Long-distance Geomagnetic Navigation in GNSS-denied Environments with Deep Reinforcement Learning
Wenqi Bai, Xiaohui Zhang, Shiliang Zhang, Songnan Yang, Yushuai Li,, Tingwen Huang

TL;DR
This paper introduces a deep reinforcement learning-based method for long-distance geomagnetic navigation in GNSS-denied environments, enabling autonomous navigation without pre-stored maps or extensive searches.
Contribution
It develops a novel DRL mechanism that learns magnetoreception for navigation and integrates geomagnetic gradient guidance to improve long-distance performance.
Findings
Outperforms existing methods in long-distance navigation tasks.
Effective in diverse navigation conditions.
Utilizes twin delayed deep deterministic policy gradient (TD3) for implementation.
Abstract
Geomagnetic navigation has drawn increasing attention with its capacity in navigating through complex environments and its independence from external navigation services like global navigation satellite systems (GNSS).
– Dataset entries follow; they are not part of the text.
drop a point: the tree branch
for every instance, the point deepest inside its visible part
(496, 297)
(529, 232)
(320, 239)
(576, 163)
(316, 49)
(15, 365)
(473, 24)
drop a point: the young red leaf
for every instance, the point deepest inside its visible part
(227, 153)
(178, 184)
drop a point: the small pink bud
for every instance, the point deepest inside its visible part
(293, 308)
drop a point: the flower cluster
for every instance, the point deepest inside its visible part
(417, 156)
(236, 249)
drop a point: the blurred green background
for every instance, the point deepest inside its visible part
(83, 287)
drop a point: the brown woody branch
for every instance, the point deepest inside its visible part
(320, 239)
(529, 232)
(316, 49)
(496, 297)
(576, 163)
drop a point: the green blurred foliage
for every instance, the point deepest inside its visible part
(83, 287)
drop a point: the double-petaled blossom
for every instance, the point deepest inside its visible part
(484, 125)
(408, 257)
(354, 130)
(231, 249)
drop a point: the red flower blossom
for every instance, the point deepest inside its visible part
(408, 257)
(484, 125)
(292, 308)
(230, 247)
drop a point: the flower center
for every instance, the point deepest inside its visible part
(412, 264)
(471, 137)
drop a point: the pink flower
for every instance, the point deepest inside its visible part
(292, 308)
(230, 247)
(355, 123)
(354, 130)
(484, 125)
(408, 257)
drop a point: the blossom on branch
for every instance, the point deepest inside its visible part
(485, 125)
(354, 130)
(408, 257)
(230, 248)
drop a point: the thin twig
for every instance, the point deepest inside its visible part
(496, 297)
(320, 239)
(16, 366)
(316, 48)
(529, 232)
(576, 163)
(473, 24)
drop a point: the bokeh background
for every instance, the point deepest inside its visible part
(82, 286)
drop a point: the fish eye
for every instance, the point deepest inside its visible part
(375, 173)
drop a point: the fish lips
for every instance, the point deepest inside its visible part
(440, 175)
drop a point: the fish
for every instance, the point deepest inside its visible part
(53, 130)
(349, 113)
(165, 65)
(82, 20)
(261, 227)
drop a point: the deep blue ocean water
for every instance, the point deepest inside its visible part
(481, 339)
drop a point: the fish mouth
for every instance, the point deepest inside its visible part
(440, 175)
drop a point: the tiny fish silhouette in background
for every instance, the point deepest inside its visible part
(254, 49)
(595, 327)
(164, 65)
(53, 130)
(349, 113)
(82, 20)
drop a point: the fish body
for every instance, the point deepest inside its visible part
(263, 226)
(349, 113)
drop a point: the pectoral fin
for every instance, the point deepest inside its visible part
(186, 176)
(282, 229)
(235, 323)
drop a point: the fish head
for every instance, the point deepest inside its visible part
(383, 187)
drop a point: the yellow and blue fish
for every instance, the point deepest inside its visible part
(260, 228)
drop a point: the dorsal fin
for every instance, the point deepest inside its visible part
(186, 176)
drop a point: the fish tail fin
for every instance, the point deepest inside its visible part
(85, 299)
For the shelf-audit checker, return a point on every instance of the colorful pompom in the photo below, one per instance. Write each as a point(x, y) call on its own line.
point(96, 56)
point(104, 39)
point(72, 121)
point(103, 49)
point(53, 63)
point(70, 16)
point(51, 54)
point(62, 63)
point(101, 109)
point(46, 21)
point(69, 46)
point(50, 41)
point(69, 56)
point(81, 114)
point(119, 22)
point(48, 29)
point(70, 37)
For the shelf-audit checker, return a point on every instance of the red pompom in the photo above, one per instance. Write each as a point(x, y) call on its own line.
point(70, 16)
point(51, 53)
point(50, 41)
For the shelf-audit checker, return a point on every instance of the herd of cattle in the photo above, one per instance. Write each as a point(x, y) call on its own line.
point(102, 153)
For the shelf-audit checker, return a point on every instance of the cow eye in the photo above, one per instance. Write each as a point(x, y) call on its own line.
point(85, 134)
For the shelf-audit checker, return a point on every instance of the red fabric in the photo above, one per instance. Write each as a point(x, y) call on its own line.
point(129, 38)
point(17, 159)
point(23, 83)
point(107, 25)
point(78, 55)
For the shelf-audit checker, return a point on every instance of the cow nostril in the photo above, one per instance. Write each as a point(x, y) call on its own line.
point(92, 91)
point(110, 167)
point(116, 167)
Existing studies on geomagnetic navigation, i.e., matching navigation and bionic navigation, rely on pre-stored map or extensive searches, leading to limited applicability or reduced navigation efficiency in unexplored areas. To address the issues with geomagnetic navigation in areas where GNSS is unavailable, this paper develops a deep reinforcement learning (DRL)-based mechanism, especially for long-distance geomagnetic navigation. The designed mechanism trains an agent to learn and gain the magnetoreception capacity for geomagnetic navigation, rather than using any pre-stored map or extensive and expensive searching approaches. Particularly, we integrate the…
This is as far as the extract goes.